The attack on Meili sparked widespread outrage and anger: She was found naked and gagged, her skull fractured so badly that her left eye was dislodged from its socket.

Amid the media’s frenetic focus on the case, Trump took out full-page 600-word advertisements with his signature in The New York Times, The Daily News, The New York Post and New York Newsday, advocating for the reinstatement of the death penalty.

The ads were titled: “Bring Back The Death Penalty. Bring Back Our Police!”

The advertisements stated: “I want to hate these muggers and murderers. They should be forced to suffer and, when they kill, they should be executed for their crimes.
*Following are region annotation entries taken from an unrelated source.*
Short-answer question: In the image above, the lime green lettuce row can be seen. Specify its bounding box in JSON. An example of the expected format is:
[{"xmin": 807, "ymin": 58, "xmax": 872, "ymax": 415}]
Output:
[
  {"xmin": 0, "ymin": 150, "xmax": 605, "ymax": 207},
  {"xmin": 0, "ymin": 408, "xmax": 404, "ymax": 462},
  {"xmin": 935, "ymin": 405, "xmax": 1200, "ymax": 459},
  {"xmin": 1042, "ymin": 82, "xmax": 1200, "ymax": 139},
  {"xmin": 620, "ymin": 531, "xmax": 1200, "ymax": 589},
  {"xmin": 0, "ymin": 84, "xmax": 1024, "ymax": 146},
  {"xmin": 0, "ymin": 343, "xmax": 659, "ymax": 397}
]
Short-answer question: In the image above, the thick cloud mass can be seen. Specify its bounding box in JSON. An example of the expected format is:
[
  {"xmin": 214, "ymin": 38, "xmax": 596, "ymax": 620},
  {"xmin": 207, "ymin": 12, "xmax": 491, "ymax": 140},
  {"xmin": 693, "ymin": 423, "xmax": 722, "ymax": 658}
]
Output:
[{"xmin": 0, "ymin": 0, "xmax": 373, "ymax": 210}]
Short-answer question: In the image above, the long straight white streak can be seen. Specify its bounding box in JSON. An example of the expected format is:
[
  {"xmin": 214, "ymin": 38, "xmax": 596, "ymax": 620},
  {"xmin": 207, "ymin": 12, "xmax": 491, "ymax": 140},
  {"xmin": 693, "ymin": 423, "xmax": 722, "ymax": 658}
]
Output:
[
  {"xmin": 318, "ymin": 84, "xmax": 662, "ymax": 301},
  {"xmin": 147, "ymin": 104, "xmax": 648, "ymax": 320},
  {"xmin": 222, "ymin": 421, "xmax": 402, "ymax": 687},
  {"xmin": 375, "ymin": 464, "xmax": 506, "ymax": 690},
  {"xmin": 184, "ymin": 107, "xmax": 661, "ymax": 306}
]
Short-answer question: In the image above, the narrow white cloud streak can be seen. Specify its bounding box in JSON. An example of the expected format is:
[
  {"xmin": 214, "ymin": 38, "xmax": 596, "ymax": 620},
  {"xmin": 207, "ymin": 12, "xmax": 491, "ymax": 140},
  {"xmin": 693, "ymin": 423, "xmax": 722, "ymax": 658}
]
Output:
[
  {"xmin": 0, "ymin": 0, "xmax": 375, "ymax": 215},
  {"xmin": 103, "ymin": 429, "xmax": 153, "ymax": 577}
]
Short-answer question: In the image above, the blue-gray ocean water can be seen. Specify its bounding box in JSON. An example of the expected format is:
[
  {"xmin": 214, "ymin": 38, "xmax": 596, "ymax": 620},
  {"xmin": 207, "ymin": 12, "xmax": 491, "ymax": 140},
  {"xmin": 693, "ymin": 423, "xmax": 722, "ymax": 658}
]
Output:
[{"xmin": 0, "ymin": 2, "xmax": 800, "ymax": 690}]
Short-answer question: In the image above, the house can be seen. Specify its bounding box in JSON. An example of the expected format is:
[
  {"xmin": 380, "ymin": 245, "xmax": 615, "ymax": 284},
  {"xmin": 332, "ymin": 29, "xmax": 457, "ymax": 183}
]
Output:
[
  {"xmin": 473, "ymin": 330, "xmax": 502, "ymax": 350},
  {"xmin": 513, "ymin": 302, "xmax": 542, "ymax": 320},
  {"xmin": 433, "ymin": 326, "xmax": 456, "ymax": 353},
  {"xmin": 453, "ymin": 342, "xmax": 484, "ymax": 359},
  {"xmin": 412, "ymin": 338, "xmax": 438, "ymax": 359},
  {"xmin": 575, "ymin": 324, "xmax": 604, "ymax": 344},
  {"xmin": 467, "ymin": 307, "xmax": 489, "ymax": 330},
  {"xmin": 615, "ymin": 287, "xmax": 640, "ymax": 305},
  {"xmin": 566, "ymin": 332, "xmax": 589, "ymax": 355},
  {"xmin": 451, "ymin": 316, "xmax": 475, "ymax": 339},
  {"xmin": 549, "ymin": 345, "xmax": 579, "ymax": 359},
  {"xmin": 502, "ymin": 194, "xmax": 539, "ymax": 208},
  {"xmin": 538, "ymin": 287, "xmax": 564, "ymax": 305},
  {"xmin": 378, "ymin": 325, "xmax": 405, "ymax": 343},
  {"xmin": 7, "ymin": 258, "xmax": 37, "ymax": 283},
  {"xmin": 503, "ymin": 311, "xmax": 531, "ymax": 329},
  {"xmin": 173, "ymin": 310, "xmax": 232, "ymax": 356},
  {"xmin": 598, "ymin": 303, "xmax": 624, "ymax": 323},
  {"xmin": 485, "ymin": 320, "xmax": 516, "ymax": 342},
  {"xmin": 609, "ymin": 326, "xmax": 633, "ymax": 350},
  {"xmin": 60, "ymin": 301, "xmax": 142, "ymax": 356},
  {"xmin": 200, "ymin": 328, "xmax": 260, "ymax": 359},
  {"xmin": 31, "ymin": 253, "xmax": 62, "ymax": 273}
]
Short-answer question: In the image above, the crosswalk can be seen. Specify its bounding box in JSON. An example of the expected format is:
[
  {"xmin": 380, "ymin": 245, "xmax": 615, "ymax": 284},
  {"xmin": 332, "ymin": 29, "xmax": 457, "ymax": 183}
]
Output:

They must serve as examples so that others will think long and hard before committing a crime or an act of violence.”

Despite the subsequent vacation of their convictions, Trump has never apologised for those advertisements.

How has Trump’s campaign responded to the new lawsuit?

Shanin Specter, a lawyer for the plaintiffs, said in a statement that Trump’s remarks “cast them in a harmful false light and intentionally inflicted emotional distress on them”.

But in a statement, Trump’s campaign spokesperson Steven Cheung called the lawsuit “just another frivolous, election Interference lawsuit”. He claimed the lawsuit was aimed at distracting “the American people from Kamala Harris’s dangerously liberal agenda and failing campaign.”

“The frantic lawfare efforts by Lyin’ Kamala’s allies to interfere in the election are going nowhere and President Trump is dominating as he marches to a historic win for the American people on November 5th,” Cheung stated, referring to the election date.

Could the lawsuit affect Trump’s campaign?

In the recent September presidential debate and at the Democratic National Convention in August, Harris and her supporters have continued to target Trump over his positions regarding the Central Park Five.

At the DNC, civil rights activist Al Sharpton brought out the Central Park Five on stage to speak out against Trump.

“He spent a small fortune on full-page ads calling for the execution of five innocent young teenagers,” Sharpton stated, referring to the Central Park Five.

“Forty-Five wanted us unalive,” Yusef Salaam said at the DNC, referring to Trump, the nation’s 45th president. “Today, we are exonerated because the actual perpetrator confessed and DNA proved it. [Trump] still says he still stands by the original guilty verdict. He dismisses scientific evidence rather than admit he was wrong.”

In the September debate, Harris criticised Trump for the full-page ad he did in 1989

“Let’s remember, this is the same individual who took out a full-page ad in The New York Times calling for the execution of five young Black and Latino boys who were innocent, the Central Park Five. Took out a full-page ad calling for their execution.” Harris stated

“I think the American people want better than that, want better than this,” Harris added.

Yet, Trump has for months polled at record levels among Black voters — support that appears to have been undented by criticism from Harris and her campaign. Harris is also polling lower than previous Democratic Party candidates among Latinos.